Two panels summarise the verification:

  • Left: the raw current amplitude at the antinode, overlaid with the analytical envelope and the detected local maxima.

  • Right: log of the maxima vs. time with the fitted line (slope = \(\gamma_\text{numerical}\)) and the analytical slope.

[19]:
fig, axes = plt.subplots(1, 2, figsize=(14, 5))

# --- Left: raw amplitude + analytical envelope ---
ax = axes[0]
ax.plot(times, amplitude, linewidth=0.8, label=f"numerical $j_1$ at $x={e1_np[idx_max]*r1:.3f}$")
ax.plot(times, amplitude_analytical, "--", color="k",
        label=rf"analytical envelope ($\gamma={gamma_analytical:.3f}$)")
ax.plot(t_maxima, amplitude[maxima_inds], "ro", markersize=6, label="local maxima")
ax.set_xlabel("time")
ax.set_ylabel("velocity amplitude $j_1$")
ax.set_title("Damped sound wave: velocity at antinode")
ax.legend()
ax.grid(True)

# --- Right: log(maxima) vs time with linear fit ---
ax = axes[1]
ax.plot(t_maxima, maxima, "ro", markersize=6, label=r"$\ln|A_\mathrm{max}|$")
ax.plot(times, np.polyval(linfit, times), "--",
        label=rf"fit: $\gamma={gamma_numerical:.3f}$")
ax.axline(
    (0, np.log(np.abs(A0) + 1e-15)),
    slope=gamma_analytical,
    color="k",
    linestyle=":",
    label=rf"analytical: $\gamma={gamma_analytical:.3f}$",
)
ax.set_xlabel("time")
ax.set_ylabel(r"$\ln|A|$")
ax.set_title("Decay rate: numerical vs analytical")
ax.legend()
ax.grid(True)

fig.suptitle(
    rf"Viscous damping of sound wave ($\mu={mu}$, $k={k:.3f}$, $\gamma_\mathrm{{anal}}={gamma_analytical:.4f}$)",
    fontsize=12,
)
plt.tight_layout()
plt.show()
../../_images/_collections_tutorials_tutorial_viscous_euler_sph_38_0.png

Verification Check#

[20]:
tolerance = 0.16   # 16% relative error

print(f"=== Damped Sound Wave Verification (tolerance {tolerance*100:.0f}%) ===")
print(f"  Analytical gamma = {gamma_analytical:.4f}")
print(f"  Numerical  gamma = {gamma_numerical:.4f}")
print(f"  Relative error   = {rel_error * 100:.2f}%")

try:
    assert rel_error < tolerance, (
        f"Numerical decay rate {gamma_numerical:.4f} deviates {rel_error*100:.1f}% "
        f"from analytical {gamma_analytical:.4f} (tolerance {tolerance*100:.0f}%)"
    )
    print(f"\n✓ Verification passed — decay rate within {tolerance*100:.0f}% of analytical.")
except AssertionError as e:
    print(f"\n{e}")

# Optional cleanup
if False:   # set to True to remove simulation output
    shutil.rmtree(test_folder)
    print(f"Cleaned up {test_folder}")
=== Damped Sound Wave Verification (tolerance 16%) ===
  Analytical gamma = -0.2632
  Numerical  gamma = -0.3031
  Relative error   = 15.17%

✓ Verification passed — decay rate within 16% of analytical.

Conclusion#

This section verified the viscous propagator of ViscousEulerSPH against the analytical damping rate of a compressible sound wave:

  • The SPH discretisation correctly reproduces the \(\gamma = -(4/3)\mu k^2/2\) decay law to within the 16% tolerance at the chosen resolution.

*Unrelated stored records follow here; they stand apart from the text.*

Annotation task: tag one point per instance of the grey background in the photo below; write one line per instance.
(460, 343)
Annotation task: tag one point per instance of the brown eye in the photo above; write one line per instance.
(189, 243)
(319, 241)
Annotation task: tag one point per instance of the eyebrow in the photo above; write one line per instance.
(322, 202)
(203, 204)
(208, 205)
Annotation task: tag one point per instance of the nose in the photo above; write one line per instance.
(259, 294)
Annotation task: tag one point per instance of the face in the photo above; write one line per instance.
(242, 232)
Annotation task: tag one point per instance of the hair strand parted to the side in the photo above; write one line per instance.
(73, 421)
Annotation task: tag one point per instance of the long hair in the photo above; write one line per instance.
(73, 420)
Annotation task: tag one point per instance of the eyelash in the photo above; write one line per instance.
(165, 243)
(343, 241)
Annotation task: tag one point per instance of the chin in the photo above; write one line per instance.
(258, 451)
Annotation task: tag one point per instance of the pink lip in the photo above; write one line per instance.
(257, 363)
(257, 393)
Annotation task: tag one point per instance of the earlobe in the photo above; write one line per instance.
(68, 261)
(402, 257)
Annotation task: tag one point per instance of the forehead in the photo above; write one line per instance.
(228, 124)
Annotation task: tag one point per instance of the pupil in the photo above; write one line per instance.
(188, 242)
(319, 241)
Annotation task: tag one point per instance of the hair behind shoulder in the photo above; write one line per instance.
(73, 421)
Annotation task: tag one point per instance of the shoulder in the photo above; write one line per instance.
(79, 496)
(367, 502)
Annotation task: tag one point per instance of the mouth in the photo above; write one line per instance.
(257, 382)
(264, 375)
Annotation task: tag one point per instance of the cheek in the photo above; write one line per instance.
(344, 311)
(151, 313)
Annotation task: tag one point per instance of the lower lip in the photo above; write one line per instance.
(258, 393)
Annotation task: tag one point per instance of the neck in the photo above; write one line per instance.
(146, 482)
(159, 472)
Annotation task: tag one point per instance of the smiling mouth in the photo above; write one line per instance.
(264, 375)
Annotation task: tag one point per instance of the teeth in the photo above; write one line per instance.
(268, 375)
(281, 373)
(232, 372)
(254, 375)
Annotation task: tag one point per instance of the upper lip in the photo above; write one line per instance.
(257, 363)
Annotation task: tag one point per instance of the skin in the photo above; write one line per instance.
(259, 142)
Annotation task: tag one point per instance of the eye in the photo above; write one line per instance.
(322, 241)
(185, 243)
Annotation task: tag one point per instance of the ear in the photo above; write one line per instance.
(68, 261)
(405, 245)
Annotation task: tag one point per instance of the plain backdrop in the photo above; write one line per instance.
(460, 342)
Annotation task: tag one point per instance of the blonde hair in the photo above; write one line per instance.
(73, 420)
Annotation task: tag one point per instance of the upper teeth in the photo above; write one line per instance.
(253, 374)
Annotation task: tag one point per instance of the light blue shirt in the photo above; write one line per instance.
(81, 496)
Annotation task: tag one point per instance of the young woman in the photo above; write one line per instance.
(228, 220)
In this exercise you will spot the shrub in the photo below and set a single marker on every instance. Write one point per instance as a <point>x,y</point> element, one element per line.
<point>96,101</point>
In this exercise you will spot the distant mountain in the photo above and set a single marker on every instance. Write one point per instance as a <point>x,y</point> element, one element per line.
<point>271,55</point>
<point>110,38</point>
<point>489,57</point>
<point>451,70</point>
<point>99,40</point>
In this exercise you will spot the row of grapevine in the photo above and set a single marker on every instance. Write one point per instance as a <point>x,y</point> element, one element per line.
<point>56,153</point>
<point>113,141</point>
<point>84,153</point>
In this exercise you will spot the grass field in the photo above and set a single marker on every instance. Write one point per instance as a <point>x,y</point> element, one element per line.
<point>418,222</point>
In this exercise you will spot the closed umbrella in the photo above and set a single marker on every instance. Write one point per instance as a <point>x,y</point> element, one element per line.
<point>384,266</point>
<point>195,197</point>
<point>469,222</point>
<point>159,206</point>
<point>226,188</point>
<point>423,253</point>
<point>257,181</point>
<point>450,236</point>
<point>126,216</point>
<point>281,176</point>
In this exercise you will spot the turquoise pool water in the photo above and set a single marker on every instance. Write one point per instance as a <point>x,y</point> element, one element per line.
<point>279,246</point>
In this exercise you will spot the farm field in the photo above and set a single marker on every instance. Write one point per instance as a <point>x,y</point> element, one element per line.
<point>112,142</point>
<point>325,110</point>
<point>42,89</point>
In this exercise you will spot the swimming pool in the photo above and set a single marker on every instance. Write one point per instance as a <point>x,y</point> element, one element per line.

  • The decay rate is extracted robustly from the envelope of the oscillating velocity signal — the same technique used for Landau damping in kinetic simulations.

  • Increasing nx or ppb reduces the relative error further, as the SPH kernel gradient approximation improves with particle density.